发表刊物：TOXICOLOGY LETTERS

卷号：333

页面范围：261-268

ISSN号：0378-4274

关键字：Mitophagy; Cr (VI); HMGA2; PARK2

摘要：Chromium (Cr) (VI) is a proven toxin, mutagen and carcinogen. Here, the role of high mobility group A2 (HMGA2) mediating Cr (VI)-induced mitophagy was investigated.

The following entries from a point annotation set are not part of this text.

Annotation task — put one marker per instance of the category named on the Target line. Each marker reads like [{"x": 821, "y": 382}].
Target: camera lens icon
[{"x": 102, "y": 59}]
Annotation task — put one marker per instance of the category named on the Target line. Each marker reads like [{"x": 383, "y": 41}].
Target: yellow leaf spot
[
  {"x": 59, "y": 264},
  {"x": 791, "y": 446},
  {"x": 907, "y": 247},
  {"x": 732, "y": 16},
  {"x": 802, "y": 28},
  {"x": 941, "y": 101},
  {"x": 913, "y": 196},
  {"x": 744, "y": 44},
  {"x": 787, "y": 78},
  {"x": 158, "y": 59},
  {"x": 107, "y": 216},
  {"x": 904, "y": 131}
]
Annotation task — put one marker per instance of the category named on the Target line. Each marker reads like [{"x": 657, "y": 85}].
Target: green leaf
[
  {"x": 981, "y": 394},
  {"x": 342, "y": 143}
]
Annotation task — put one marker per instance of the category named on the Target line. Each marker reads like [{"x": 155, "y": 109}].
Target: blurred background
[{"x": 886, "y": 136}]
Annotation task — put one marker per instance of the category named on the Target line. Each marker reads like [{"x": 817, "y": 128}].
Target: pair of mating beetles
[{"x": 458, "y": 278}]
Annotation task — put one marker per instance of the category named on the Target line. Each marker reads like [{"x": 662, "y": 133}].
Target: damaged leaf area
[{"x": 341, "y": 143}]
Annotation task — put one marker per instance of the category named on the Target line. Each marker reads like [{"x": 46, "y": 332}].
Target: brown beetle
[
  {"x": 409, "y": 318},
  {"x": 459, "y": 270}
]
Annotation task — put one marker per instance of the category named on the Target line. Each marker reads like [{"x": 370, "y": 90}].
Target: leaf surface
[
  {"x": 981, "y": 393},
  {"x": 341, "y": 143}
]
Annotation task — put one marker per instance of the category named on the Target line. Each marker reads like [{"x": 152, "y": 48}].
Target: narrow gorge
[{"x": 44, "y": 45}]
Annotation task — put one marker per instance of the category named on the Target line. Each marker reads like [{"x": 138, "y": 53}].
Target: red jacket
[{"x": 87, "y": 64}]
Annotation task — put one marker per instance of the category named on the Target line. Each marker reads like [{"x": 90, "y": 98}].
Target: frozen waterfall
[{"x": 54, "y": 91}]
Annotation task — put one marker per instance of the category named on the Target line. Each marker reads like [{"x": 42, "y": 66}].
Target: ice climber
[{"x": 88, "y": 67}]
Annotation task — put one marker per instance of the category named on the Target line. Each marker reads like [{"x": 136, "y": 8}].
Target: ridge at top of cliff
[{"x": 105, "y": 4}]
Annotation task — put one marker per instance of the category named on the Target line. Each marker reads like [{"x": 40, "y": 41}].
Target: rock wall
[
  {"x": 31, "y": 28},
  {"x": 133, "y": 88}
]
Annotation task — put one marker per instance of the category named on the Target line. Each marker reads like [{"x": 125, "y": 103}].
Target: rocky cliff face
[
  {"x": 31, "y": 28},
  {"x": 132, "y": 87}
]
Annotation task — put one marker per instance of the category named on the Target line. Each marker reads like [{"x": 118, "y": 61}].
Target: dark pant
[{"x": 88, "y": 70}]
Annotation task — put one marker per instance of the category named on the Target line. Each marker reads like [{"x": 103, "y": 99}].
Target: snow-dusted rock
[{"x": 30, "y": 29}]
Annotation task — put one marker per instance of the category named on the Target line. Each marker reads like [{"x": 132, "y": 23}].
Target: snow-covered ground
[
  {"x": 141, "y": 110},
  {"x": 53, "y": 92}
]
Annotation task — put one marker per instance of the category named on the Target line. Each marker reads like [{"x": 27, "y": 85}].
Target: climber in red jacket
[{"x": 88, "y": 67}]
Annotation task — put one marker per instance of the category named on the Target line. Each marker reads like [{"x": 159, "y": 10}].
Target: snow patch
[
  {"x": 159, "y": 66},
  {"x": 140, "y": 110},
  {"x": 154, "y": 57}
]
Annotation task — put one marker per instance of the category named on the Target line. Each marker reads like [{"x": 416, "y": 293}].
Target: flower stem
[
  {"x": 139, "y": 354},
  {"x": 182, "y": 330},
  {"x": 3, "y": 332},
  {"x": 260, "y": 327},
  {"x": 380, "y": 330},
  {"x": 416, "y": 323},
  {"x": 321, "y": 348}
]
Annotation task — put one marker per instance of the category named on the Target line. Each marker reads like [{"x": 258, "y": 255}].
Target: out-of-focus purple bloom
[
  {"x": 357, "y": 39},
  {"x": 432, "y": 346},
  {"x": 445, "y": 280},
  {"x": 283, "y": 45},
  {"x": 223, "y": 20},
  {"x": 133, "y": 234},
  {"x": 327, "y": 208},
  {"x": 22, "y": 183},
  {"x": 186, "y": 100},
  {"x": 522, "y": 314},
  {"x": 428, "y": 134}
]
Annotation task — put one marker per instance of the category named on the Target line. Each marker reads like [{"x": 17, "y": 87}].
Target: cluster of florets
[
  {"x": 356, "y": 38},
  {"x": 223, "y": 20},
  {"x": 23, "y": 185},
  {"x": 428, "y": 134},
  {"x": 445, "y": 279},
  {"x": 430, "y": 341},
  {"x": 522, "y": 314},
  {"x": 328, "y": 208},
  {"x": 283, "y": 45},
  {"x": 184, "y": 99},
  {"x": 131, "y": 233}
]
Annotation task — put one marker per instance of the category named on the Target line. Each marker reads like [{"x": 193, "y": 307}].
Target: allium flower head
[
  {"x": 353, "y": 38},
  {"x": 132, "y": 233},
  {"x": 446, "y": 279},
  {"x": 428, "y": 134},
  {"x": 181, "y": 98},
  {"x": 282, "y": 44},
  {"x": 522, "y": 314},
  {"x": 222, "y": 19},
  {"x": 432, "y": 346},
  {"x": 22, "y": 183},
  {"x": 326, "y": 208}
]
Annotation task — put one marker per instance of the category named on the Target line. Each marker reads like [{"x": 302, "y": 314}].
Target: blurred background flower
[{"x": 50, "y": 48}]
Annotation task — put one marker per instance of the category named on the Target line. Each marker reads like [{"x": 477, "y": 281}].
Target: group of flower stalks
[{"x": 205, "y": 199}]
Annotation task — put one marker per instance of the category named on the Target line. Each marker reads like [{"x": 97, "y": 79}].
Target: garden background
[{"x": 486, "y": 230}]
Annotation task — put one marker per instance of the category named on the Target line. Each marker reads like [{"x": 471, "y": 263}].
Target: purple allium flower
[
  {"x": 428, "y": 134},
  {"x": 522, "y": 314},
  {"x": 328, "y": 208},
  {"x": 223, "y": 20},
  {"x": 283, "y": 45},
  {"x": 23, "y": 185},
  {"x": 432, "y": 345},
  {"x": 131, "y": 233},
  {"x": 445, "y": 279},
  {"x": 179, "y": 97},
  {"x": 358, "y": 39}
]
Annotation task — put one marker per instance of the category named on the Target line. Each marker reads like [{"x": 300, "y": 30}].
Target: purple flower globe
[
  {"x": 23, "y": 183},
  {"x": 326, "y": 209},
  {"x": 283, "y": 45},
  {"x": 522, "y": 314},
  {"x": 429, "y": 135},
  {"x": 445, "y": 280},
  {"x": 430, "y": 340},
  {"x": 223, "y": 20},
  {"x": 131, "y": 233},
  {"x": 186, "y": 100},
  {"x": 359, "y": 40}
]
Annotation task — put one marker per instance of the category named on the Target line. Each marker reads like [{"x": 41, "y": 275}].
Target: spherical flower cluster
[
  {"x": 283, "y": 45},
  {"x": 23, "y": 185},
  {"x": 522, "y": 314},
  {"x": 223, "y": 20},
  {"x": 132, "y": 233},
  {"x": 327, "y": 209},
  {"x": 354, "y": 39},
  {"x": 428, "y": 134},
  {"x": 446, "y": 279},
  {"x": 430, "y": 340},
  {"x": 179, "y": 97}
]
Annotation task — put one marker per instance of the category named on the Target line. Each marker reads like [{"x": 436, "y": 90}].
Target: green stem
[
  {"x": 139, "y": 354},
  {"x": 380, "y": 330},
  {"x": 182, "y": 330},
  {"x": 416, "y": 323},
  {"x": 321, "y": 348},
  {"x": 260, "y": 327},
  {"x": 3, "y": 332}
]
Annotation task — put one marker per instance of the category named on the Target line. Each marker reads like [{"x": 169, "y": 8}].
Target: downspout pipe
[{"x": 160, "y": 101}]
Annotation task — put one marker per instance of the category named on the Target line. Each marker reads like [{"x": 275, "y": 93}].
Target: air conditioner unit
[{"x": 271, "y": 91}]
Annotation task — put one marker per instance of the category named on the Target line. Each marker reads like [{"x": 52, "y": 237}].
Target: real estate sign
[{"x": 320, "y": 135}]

Cr (VI)-treatment caused the formation of double membrane autophagic vesicles (AVs) engulfing mitochondria and increased the expression of PINK1, PARK2, LC3 as well as HMGA2 particularly in mitochondria in A549 cells. Silencing of HMGA2 by siRNA decreased expression of PINK1, PARK2 and LC3 II especially in mitochondria, while over-expression of HMGA2 increased the expression of them in A549 cells. It indicated that HMGA2 played a critical role in Cr (VI)-induced mitophagy. Most importantly, the results of co-immunoprecipitation showed for the first time that HMGA2 could bind to PARK2 in mitochondria to activate the mitophagy pathway. In BALB/c mice, Cr (VI) increased the expression of PINK1 and PARK2 in lung tissues. Furthermore, over-expression of HMGA2 in BALB/c mice by transfection of plasmid HMGA2 significantly increased the levels of PINK1, PARK2 and LC3 II in lung tissues. Collectively, our data demonstrated that HMGA2 plays an important role in Cr (VI)-induced mitophagy through direct interaction with PARK2 in A549 cells and lung tissue.